Maimon Stinks!

Solomon Maimon was unkempt. Maimon was dirty. That's what I always protest to W. when he reprimands me for my personal habits. But Maimon was a genius!, W cries. A genius driven out of his home city for daring to philosophise. A beggar-genius, living on alms as he wandered for years, before being offered a position as a live-in tutor.

Was it in those years that Maimon formulated the most decisive criticisms of Kantian thought ever made? Was it then, his begging bowl before him, Kant's three Critiques in his knapsack, that the ideas came to him which, in his final years, he would publish in a series of essays?

Only Maimon understands me, Kant said, after reading his unkempt admirer’s Transcendental Philosophy in manuscript. And when Kant died, it was suspected that among the causes of his death was Maimon's devastating criticism of his work. How could he, Kant, survive an attach by the ragged philosopher?

But Maimon never succeeded in penetrating academic circles, or even the salons of enlightened Berlin Jews. To them he was of the Ostjude, his manners too rough, his jerks and tics too disconcerting, his speech stammering and garbled. And he was a difficult man, lacking in manners, brusque and intolerant when he should have been diplomatic.

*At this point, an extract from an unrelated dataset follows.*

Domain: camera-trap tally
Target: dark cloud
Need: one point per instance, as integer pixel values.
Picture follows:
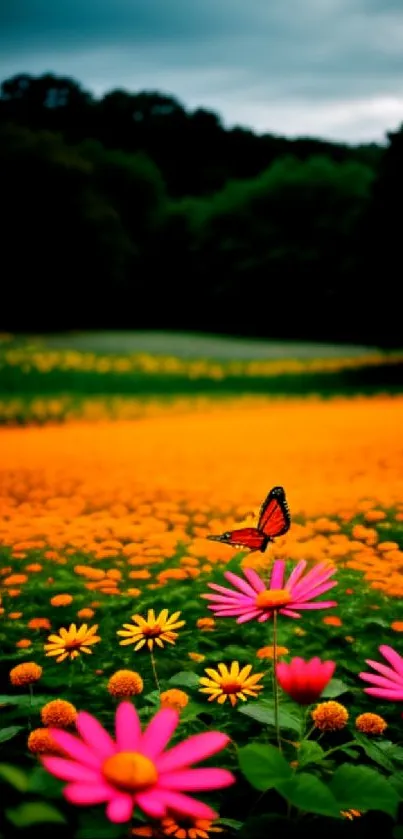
(329, 67)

And he smelt awful, everyone said that. Maimon stinks! Get him out of here!: that's what you'd hear in Berlin salons. And out he went, back onto the frozen streets, back outside with the three Critiques in his knapsack. He was an alcoholic, of course. He drank like a madman, W. says. He drank himself to death even when he found employment, even as great essay after essay poured forth from his pen.

Is that what's going to happen to me? Am I going to produce a great stream of books in my final years, which can't be far off?, W. says. He's offered me support, and now he's waiting. He brought me in from the cold, and now he's sitting by expectantly. But he thinks he's going to be disappointed.